The primary function of a computer is to move, compare, or modify a piece of data using simple bit comparison (add/subtract) or shifting (multiply/divide). Each of these functions at its core is very simple activity.

However, they often need to be done many times and complex sequences to accomplish higher level activity in a computer. In order to make the programmer's life easier, computer manufacturers have designed central processing units (cpu) to invoke many of these sequences with individual commands. A computer using one of these is refered to as a Complex Instruction Set Computer - CISC.

A CISC offers an environment where a single command can run a sequence of actions in the hardware of the cpu at speeds much faster than the software equivalent. However, these complex instructions are used less often that the simpler ones and they contribute to the complexity, cost, and reduced overall effeciency of the cpu.

A alternative design known as the Reduced Instruction Set Computer or RISC. A RISC attempts to optimize the speed at which the software runs and provides the programmer with a simple set of instructions and places the burdon of more complex activity back on the programmer. The assumption is that complex instructions are not run that often and if the speed of running simple instructions can be inproved enough, the the occasional block of code needed to simulate a complex command will not slow down the system significantly.

Example:

A CISC runs its simplest command using 4 clock cycles and it most complex command using 16 clock cycles and in a 100 command program, 90 are simple and 10 are complex. So we have 90 * 4 + 10 * 16 = 520 clock cycles.

A RISC runs all commands using 2 clock cycles. However, each of the 10 complex istructions are replaced with 16 RISC instructions. So we have 90 * 2 + (10 * 16) * 2 = 500 clock cycles. This is a small savings but if a program is 100s of 1000s of commands, this starts to accumulate.

Additionally, two other benefits occur from a simple instruction set. 1st, the cpu has a much simpler compact design and can be run at higher speeds (shorter clock cycle) and 2nd, the technique of pipelining can be easily implemented, thus allowing the cpu to process several instructions at the same time.

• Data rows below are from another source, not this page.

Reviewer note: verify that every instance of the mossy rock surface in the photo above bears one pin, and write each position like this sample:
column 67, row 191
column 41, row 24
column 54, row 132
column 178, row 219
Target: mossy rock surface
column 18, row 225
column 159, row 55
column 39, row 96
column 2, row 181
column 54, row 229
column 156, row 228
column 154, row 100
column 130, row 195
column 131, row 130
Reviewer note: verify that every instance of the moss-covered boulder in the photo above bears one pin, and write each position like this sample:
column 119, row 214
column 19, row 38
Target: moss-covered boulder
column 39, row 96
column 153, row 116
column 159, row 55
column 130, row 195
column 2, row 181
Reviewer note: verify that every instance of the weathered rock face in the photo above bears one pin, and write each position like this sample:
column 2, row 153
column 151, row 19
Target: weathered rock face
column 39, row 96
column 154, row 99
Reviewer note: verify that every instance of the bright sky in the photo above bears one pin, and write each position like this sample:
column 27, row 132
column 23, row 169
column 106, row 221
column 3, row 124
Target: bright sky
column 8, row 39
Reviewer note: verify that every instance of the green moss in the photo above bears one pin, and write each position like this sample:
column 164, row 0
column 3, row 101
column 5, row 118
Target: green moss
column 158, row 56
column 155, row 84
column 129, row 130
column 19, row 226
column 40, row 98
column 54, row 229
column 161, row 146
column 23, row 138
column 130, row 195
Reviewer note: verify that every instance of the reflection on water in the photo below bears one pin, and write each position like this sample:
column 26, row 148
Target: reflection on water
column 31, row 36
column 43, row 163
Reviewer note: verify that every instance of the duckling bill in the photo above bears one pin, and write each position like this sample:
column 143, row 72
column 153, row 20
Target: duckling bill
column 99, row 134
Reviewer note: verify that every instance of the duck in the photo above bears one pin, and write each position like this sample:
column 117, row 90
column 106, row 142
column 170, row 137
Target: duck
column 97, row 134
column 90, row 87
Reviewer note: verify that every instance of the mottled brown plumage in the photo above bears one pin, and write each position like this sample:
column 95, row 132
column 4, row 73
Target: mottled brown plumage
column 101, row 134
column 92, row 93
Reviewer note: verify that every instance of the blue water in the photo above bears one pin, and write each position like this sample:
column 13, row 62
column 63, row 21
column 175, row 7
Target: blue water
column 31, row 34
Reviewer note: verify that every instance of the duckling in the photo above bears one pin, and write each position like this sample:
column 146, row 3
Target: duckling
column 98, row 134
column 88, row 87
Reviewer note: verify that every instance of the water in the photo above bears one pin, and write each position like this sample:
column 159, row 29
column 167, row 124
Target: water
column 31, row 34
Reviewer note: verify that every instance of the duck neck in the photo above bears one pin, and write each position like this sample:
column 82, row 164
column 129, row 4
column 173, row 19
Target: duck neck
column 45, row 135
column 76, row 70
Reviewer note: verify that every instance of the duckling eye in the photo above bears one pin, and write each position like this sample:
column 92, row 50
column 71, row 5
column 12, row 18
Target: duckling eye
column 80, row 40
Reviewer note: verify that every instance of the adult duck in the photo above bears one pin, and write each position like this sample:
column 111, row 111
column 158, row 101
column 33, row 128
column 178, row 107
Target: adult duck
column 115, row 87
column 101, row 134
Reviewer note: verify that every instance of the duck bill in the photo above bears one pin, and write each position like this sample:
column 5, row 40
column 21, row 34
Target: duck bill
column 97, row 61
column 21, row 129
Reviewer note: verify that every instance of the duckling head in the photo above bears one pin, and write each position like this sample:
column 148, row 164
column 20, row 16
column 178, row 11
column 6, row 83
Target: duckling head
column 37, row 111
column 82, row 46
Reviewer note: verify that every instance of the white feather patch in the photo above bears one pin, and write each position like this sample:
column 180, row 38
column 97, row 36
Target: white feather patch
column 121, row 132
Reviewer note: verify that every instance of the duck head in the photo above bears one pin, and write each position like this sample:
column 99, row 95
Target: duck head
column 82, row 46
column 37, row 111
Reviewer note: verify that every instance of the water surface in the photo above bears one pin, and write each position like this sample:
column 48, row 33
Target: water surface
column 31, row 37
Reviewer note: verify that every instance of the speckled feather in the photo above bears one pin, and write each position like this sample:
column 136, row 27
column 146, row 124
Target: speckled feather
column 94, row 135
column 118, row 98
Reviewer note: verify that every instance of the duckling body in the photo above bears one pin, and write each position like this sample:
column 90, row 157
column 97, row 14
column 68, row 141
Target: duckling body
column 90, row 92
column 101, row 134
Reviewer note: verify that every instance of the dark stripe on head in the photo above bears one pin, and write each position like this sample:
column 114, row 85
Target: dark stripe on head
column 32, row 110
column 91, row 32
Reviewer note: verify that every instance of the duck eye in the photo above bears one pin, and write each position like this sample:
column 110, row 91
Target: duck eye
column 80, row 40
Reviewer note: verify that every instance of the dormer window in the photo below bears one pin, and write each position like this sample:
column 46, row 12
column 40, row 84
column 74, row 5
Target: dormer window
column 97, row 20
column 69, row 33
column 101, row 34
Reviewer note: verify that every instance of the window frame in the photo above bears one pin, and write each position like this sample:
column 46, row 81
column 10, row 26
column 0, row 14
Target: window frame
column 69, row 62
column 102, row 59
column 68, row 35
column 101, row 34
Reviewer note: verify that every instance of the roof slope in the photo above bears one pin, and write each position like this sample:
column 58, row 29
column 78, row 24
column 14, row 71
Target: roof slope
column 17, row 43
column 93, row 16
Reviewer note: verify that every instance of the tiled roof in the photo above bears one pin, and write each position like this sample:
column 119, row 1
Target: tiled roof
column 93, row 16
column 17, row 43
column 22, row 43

Main properties of an ideal RISC

• All instructions directly executed by hardwired decoder - Since the number and complexity of instructions have been reduced there is no need for a microprogramable interpreter and hardware offers the quickest way to run an instruction.
• All instructions are of the same size in bytes
• Data bus is the size of the complete instruction - or better a multiple of thus allowing multiple fetches with a single read
• Only direct load or store permited between the cpu and memory. No indirect or compound addresses allowed.
• All operands are references to internal registers or to a standard size offset address for memory
• Simple instruction design makes for easier instruction pipelining.
• Large number of registers available - at least 32, the more registers available, the easier it is to keep the data in the cpu unil finised with it

• Large number of predefined instructions making high level programming languages easy to design and implement.
• Complex predefined instructions run quickly as individual instructions
• Supports microprogramming (microcode interpreting) which
• allows new instructions to be implemented in an exisiting machine in the field.
• allows correcting of an instruction's behaviour on existing machine.
• allows a simpler hardware design to simulate a more complex architecture.